Could you please give me a rough idea on the size of boiler to supply these cylinders?,would like to heat them within 30 minutes.
Thanks.
Lets call it a 10 bedroom for simplicity and that may have excluded the owner/staff bedroom anyway.
If they are all double there will potentially be 20 people living there. Using the rule of thumb of 50 li of hot per person that will need 1000 litres of stored water. You apparently have 900 li which is fine.
What would surprise me is if you really have a dynamic supply flow rate of 100 li/min @ 1.5 Bar which would be needed to operate that system. But you did not ask about that so we can leave that big problem out of the equation.
That stored water should be adequate to reheat at a leisurely rate. As the cylinder coils probaby do not absorb more that a maximum of 10 kW each then a 28 kW boiler would therefore be totally adequate.

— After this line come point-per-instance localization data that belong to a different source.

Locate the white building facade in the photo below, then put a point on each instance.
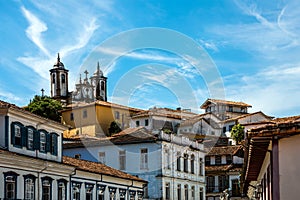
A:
(172, 165)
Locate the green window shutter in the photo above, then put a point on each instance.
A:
(36, 140)
(48, 142)
(12, 133)
(24, 136)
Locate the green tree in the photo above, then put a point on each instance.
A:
(46, 107)
(114, 128)
(237, 133)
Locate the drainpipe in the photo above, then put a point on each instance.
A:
(275, 169)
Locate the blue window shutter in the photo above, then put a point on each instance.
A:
(36, 140)
(24, 136)
(48, 142)
(12, 133)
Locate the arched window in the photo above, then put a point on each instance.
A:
(62, 191)
(63, 78)
(53, 78)
(192, 164)
(46, 188)
(29, 182)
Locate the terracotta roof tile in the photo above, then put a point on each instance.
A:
(219, 101)
(98, 168)
(225, 150)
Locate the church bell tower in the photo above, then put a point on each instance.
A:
(59, 82)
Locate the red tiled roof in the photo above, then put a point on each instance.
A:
(222, 168)
(225, 150)
(219, 101)
(99, 168)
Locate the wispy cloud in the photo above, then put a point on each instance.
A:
(35, 29)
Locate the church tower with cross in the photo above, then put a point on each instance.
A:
(91, 89)
(59, 82)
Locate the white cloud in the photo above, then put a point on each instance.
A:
(36, 27)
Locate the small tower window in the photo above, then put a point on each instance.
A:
(53, 78)
(63, 78)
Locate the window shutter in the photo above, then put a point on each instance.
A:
(36, 140)
(24, 136)
(12, 133)
(48, 142)
(54, 138)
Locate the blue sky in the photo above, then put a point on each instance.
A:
(254, 46)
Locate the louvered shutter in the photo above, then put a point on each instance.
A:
(36, 140)
(48, 142)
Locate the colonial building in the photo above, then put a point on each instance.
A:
(32, 165)
(95, 118)
(172, 165)
(156, 119)
(223, 166)
(272, 160)
(88, 90)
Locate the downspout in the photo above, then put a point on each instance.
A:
(275, 169)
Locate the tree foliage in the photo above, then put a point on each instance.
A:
(46, 107)
(114, 128)
(237, 133)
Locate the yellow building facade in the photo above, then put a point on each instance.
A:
(94, 119)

Not only is it not possible to reheat the cylinders in 30 minutes but its not required with normal water usage in a B&B. I dont know quite why but the actual HW usage in hotels is far below what would normally be expected.
However, I can so no reason why the two Kestons should not be able to manage the HW as well as the CH. Its normal to reheat water before the CH comes on in the morning and to keep it topping up as required during the day.
It is not relevant what current gas assessments someone holds. It is what knowledge and experience he has. A domestic qualification can enable installation of any number of boilers up to 60 kW output each operated together.
When asking for advice its always best to listen politely to all the advice given. Its usually pretty obvious who is giving good advice!